Immunoblotting. All wash buffers and extraction buffers contained a protease inhibitor cocktail (Roche, Tokyo, Japan), NaF (1 M), the PhosSTOP phosphatase inhibitor (Roche), and Na3VO4 (50 μM). Cell extracts were separated using sodium dodecyl sulfate-polyacrylamide gel electrophoresis and electroblotted onto polyvinylidene fluoride membranes. After the membranes were blocked with 2% bovine serum albumin in TBS-T (150 mM NaCl, 50 mM Tris HCl [pH 8.0], and 0.05% Tween-20), they were probed with antibodies. Antibody-antigen complexes were detected using an enhanced chemiluminescence system (GE Healthcare).
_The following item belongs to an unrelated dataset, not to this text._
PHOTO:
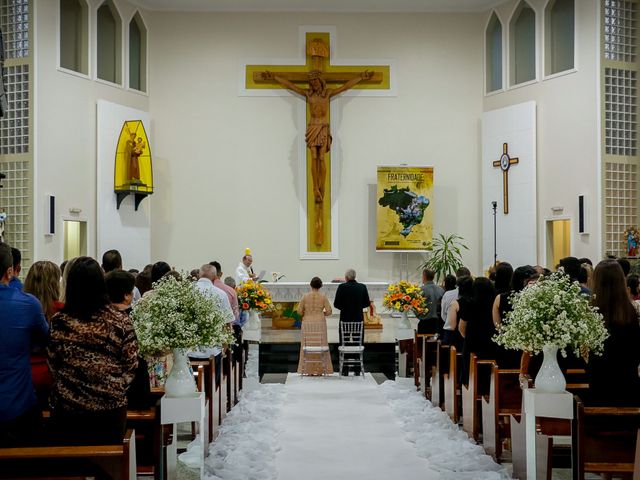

Caspase assay. DMSO- or PX-12-stimulated cells were lysed using a protease inhibitor-free RIPA lysis buffer. A substrate solution was prepared and mixed with phosphate-buffered saline (PBS), 2× reaction buffer (MBL, Tokyo, Japan), and fluorogenic caspase-3 substrate VII Calbiochem, Darmstadt, Germany). The supernatant of the cell solution was mixed with the substrate solution in the wells of a 96-well plate. The plates were incubated at 37°C for 2 h in the dark, and absorbance was measured using a microplate reader (Multiskan Sky, Thermo Scientific, Tokyo, Japan).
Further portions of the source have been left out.